Just before the big boom and the cries of fear and panic.

- "We live in fear" -

"We need more security!", thunders Idris Cetinkaya, employee of a hotel in the neighborhood who came to attend the meditation.

"The police just searched my bag when I arrived, but it's the first time in a year. There are millions of people coming here, anything can happen at any second!"

The approach of the elections is not to reassure him: an explosion "can take place again, on any busy street or in Sultanahmet", the historic peninsula of Istanbul where tourists flock all year round from the world whole, dreads the fifty-year-old.

In 2016-2017, a series of attacks claimed by the jihadist group Islamic State (IS) and Kurdish fighters had bereaved the largest city of Turkey.

“We live in fear”, abounds Kemal Öztürk, 42 ​​years old. "During an election period, [a new attack] can happen. It can happen here or in any city."

"I'm not afraid. It's over, it's like that", sweeps away an elderly trader, black beret and velvet pants, indifferent to the cameras and the officials who swirl five meters away. the.

In his tiny neighboring shop, Mecit Bal, which sells tobacco and chocolate, observes the comings and goings with reddened eyes.

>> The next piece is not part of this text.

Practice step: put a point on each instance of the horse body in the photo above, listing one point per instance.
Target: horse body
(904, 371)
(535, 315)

"I left 30 minutes before the explosion yesterday. My son was there. He called me: Dad, an explosion has taken place," the 60-year-old told AFP.

He also fears that a new attack could take place at any time.

But for the time being, the trader is mainly worried about his son: "he is not going to come back to work today, and I don't know when he will come back. He is psychologically affected".